Keytree implements SAP Revenue Accounting & Reporting

The customer employs more than 4,500 people across Europe, North America and Asia Pacific and their technologies reach 80 percent of the global population. They have shipped more than 95 billion chips to date, with nearly five billion technology-based chips sold every quarter. As the world’s leading semiconductor IP company, it has sold over 1,400 licenses to more than 450 partners, and its complex portfolio of long running contracts has frequent changes and revisions.

Large multi-national organisations, for which the revenue recognition rules had previously translated into complex accounting requirements, as per the prevailing financial reporting standard (e.g. IAS 18), have typically developed custom revenue recognition functionality in-house, or utilised classic SD revenue recognition functionality from SAP.

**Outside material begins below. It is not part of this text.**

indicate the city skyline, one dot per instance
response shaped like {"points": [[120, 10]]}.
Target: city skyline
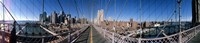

As of January 2018, companies reporting under IFRS had this requirement further complicated by the introduction of IFRS 15, a new five-step model to be applied to all contracts with customers. Due to the nature of how this Keytree customer operates, IFRS 15 will have a considerable impact upon how it recognises revenue for licenses, maintenance contracts and royalty management.

Preparing to meet a new standard

Initially, the customer needed to ensure they met IAS 18 requirements, so the business created a bespoke revenue accounting and recognition tool within SAP. However, to be compliant with IFRS 15 – it needed to decide whether it should continue to develop its in-house solution or move to the new SAP standard solution so called on Keytree to manage the discovery phase to assess the options available and what was involved in meeting the new standard. The customer tasked Keytree with the deployment of SAP Revenue Accounting and Reporting (SAP RAR) as the benefits of the new solution outweighed any alternative option.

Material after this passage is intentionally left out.